2.5 KB · updated 2026-07-06 · md

paper.md

examples/demo-corpus/data/research/papers/arxiv-2403-02151/paper.md

TripoSR: Fast 3D Object Reconstruction from a Single Image

Tochilkin et al. release TripoSR, a FeedForward single-image 3D reconstruction model that takes the TransformerArchitecture introduced by LRM and pushes it on data, training, and engineering. The headline contribution is throughput: TripoSR returns a mesh from a single image in under half a second, compared to the roughly five-second inference of LRM, while improving quantitative and qualitative reconstruction quality on standard benchmarks.

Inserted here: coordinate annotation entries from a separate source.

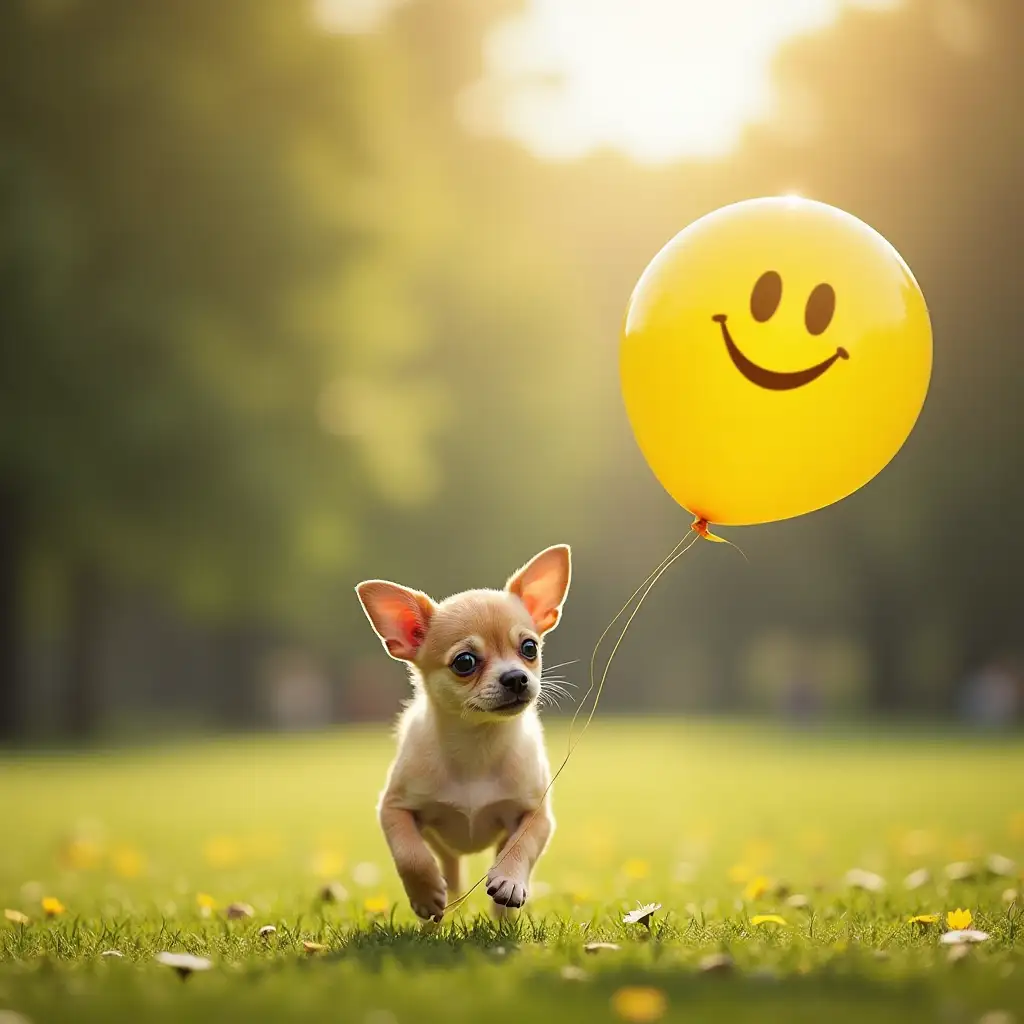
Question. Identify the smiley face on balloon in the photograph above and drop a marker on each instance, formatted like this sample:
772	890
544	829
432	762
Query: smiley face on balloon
775	355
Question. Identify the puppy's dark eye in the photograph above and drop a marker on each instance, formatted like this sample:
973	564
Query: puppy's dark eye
819	309
766	296
528	649
464	664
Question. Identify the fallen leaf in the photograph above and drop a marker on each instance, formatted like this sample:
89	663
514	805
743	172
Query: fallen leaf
184	964
642	914
963	937
717	964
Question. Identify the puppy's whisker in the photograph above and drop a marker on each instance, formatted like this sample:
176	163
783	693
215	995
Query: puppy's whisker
562	665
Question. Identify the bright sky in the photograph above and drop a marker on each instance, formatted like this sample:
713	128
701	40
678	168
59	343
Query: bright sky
659	79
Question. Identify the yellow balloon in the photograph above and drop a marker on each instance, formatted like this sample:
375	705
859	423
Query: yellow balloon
775	355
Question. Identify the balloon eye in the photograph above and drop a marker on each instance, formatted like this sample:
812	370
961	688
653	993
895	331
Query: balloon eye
820	307
766	296
464	664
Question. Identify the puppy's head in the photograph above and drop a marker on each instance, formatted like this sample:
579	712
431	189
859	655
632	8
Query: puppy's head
477	653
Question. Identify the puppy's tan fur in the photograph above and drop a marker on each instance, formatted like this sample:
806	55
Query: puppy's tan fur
471	771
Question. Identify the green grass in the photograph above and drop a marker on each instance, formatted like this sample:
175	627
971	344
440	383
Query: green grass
673	811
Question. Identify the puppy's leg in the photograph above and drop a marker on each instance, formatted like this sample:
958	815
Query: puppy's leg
415	863
508	880
452	870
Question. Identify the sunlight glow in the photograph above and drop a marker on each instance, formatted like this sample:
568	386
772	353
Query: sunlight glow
658	79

The architecture preserves LRM's LargeReconstructionModel template — an image encoder followed by a cross-attention transformer that predicts a triplane-parameterised volumetric representation — but tightens it on several axes. The training corpus is expanded and cleaned with quality-aware filtering so that low-quality multi-view supervision is de-emphasised; new data augmentations expose the model to a wider range of object scales, orientations, and lighting conditions; and the training objective is adjusted to balance silhouette, photometric, and geometric terms in a way that the report finds more stable than the original LRM recipe. Inference is further accelerated by careful kernel scheduling and mixed-precision execution.

The technical report deliberately stays close to LRM in headline architecture; its contribution is the careful tuning that converts an academic prototype into a robust, fast, openly licensed model. TripoSR is released under MIT and has become a popular base for downstream single-image-to-3D work, including pipelines that pair it with multi-view diffusion in the style of Instant3D and pipelines that swap its implicit output for a GaussianSplatting head similar to LGM. The report is brief because the abstract claims are deliberately narrow — the value is in the released artefact and the engineering recipe rather than a new theoretical result.